Under the existing law 185, which dates back to 1990, the respect and protection of human rights prevail over the interest of making a sale, meaning that Italy cannot export arms when doing so violates its international agreements, when it involves countries at war, or when it has to do with states whose governments are responsible for serious human rights violations.
These violations have to be recognised by a pertinent international body, according to the law - a process which can be slow and lengthy and which has its obvious limitations.
On top of that, the current regulation imposes a number of procedures and checks on companies selling and trading arms, including the obligation to share information on completed sales and their profits.
A political body called CISD - which stands for “inter-ministerial committee for the trade of arms for defence” - is in charge of overseeing that the existing bans and laws limiting the export of arms from the country are applied correctly.
This political body, formed by some of the government’s own ministers, is now the focus of the changes suggested in the draft proposed by Meloni’s government. Under the proposal, the CISD will acquire the power to decide when bans should be applied, instead of simply making sure they’re enforced.
What would change with the new proposal?
Under the new law, the exports of landmines, cluster bombs, and biological and nuclear arms will remain forbidden, as well as the bans imposed by the European Union. In any other case, the CISD will be able to decide at its discretion on arms exports, and the issuing of arms export licenses will be sped up.
This means that the CISD could decide that Italy is allowed to sell weapons to countries at war or to authoritarian regimes guilty of human rights violations, despite previous bans preventing it from doing so - as long as these violations are not recognised by "pertinent institutions".
Crucially, the CISD will not be forced to consider information on human rights violations received from international bodies and NGOs.
These changes to the law are allowed because Italy’s legislation on the export of weapons dates back to 1990 - before the European Union came up with its own rules about the issue - and because the 2008 European Union Common Position on arms exports has hardly been effective, as reported in a 2022 study.
Considering the CISD would be formed by members of Meloni’s government, it’s hard to see how they could decide against what the prime minister and her cabinet seem eager to achieve - scaling up Italy’s arms exports, including to countries that might be compromised on a human rights and ethical level.
‘Our weapons could be used to commit human rights abuses’
The existing law, according to Francesco Vignarca of Rete Italiana Pace e Disarmo, an Italian NGO promoting peace and supporting demilitarisation, “is not one that has hindered Italy’s arms sales. In fact, we’ve seen that in recent years sales volumes have grown.”
So why would the government want to change this law, Vignarca asked, saying that they want to free the Italian industry from rules that are stricter than in the rest of Europe?

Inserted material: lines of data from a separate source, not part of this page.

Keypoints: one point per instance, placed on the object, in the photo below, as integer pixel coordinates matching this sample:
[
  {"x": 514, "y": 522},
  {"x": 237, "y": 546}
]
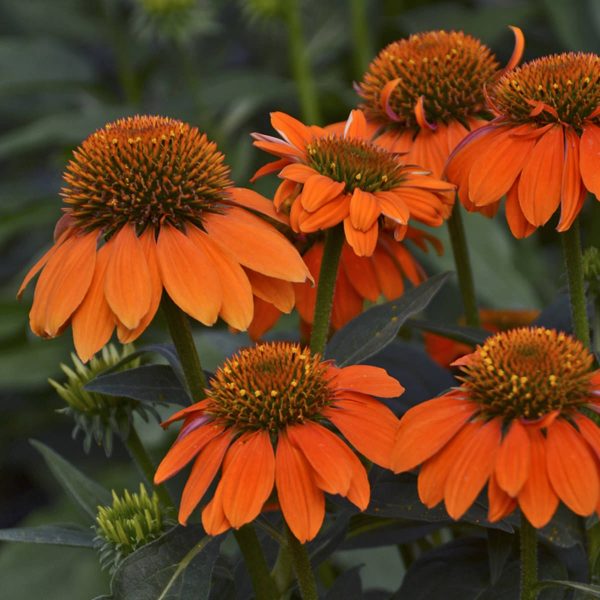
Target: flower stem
[
  {"x": 262, "y": 582},
  {"x": 334, "y": 239},
  {"x": 528, "y": 538},
  {"x": 140, "y": 456},
  {"x": 571, "y": 243},
  {"x": 300, "y": 64},
  {"x": 302, "y": 568},
  {"x": 181, "y": 334},
  {"x": 460, "y": 251},
  {"x": 360, "y": 37}
]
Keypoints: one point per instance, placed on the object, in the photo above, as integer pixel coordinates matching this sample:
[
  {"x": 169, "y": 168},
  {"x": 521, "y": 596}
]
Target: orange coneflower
[
  {"x": 359, "y": 279},
  {"x": 150, "y": 206},
  {"x": 542, "y": 149},
  {"x": 267, "y": 425},
  {"x": 331, "y": 178},
  {"x": 423, "y": 94},
  {"x": 518, "y": 422}
]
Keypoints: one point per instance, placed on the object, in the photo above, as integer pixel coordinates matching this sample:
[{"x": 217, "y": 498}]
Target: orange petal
[
  {"x": 364, "y": 210},
  {"x": 256, "y": 245},
  {"x": 367, "y": 380},
  {"x": 513, "y": 460},
  {"x": 370, "y": 426},
  {"x": 500, "y": 503},
  {"x": 184, "y": 449},
  {"x": 363, "y": 242},
  {"x": 541, "y": 179},
  {"x": 274, "y": 291},
  {"x": 148, "y": 244},
  {"x": 590, "y": 158},
  {"x": 327, "y": 455},
  {"x": 572, "y": 193},
  {"x": 472, "y": 468},
  {"x": 318, "y": 190},
  {"x": 537, "y": 499},
  {"x": 203, "y": 472},
  {"x": 127, "y": 281},
  {"x": 93, "y": 322},
  {"x": 571, "y": 468},
  {"x": 426, "y": 428},
  {"x": 497, "y": 167},
  {"x": 248, "y": 477},
  {"x": 302, "y": 502},
  {"x": 189, "y": 275},
  {"x": 237, "y": 308},
  {"x": 63, "y": 284}
]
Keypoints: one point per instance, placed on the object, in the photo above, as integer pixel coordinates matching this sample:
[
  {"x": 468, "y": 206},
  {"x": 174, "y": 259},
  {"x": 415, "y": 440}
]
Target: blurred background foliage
[{"x": 67, "y": 67}]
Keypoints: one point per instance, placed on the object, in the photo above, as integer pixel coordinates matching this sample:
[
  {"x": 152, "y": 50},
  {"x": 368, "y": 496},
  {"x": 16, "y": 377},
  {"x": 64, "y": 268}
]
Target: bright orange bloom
[
  {"x": 331, "y": 178},
  {"x": 359, "y": 279},
  {"x": 518, "y": 422},
  {"x": 445, "y": 351},
  {"x": 150, "y": 206},
  {"x": 425, "y": 93},
  {"x": 266, "y": 424},
  {"x": 542, "y": 150}
]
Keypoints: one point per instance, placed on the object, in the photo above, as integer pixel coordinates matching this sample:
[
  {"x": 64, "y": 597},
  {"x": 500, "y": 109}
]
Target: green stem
[
  {"x": 460, "y": 251},
  {"x": 262, "y": 582},
  {"x": 302, "y": 568},
  {"x": 361, "y": 44},
  {"x": 334, "y": 239},
  {"x": 181, "y": 334},
  {"x": 528, "y": 539},
  {"x": 140, "y": 456},
  {"x": 571, "y": 243},
  {"x": 300, "y": 64}
]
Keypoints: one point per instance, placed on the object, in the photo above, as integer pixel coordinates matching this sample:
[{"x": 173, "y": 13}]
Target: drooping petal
[
  {"x": 302, "y": 502},
  {"x": 203, "y": 472},
  {"x": 426, "y": 428},
  {"x": 93, "y": 322},
  {"x": 248, "y": 477},
  {"x": 472, "y": 468},
  {"x": 189, "y": 275},
  {"x": 127, "y": 281},
  {"x": 513, "y": 460},
  {"x": 571, "y": 468},
  {"x": 537, "y": 498},
  {"x": 541, "y": 179}
]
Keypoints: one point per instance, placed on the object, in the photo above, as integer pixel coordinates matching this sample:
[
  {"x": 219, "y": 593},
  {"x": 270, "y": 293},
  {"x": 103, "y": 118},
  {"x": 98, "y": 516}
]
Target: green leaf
[
  {"x": 372, "y": 331},
  {"x": 589, "y": 590},
  {"x": 148, "y": 383},
  {"x": 87, "y": 493},
  {"x": 58, "y": 535},
  {"x": 177, "y": 566}
]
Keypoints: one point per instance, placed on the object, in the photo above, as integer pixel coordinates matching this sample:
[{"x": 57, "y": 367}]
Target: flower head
[
  {"x": 149, "y": 205},
  {"x": 541, "y": 150},
  {"x": 423, "y": 94},
  {"x": 331, "y": 178},
  {"x": 266, "y": 423},
  {"x": 518, "y": 422}
]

“Because the law, though it’s not always applied correctly, has allowed us - together with other organisations - to stop and then cancel Italy’s arms sales to countries like Saudi Arabia,” Vignarca told Euronews. “So this type of control must be eliminated, and give the power to the political class only to decide on arms exports.”
Vignarca told Euronews that his group fears that the proposed law would allow for arms sales which are against international humanitarian law, human rights law, and EU law to go forward unchecked, “without passing through Parliament”.
The new law would also prevent groups like Vignarca’s from challenging the CISD’s decisions to sell to certain countries, making the political decision behind the sales “unquestionable”.
“Our country was a trailblazer in creating legislation limiting arms exports, but now we want to go back to consider it a merely economical and political issue,” Vignarca said.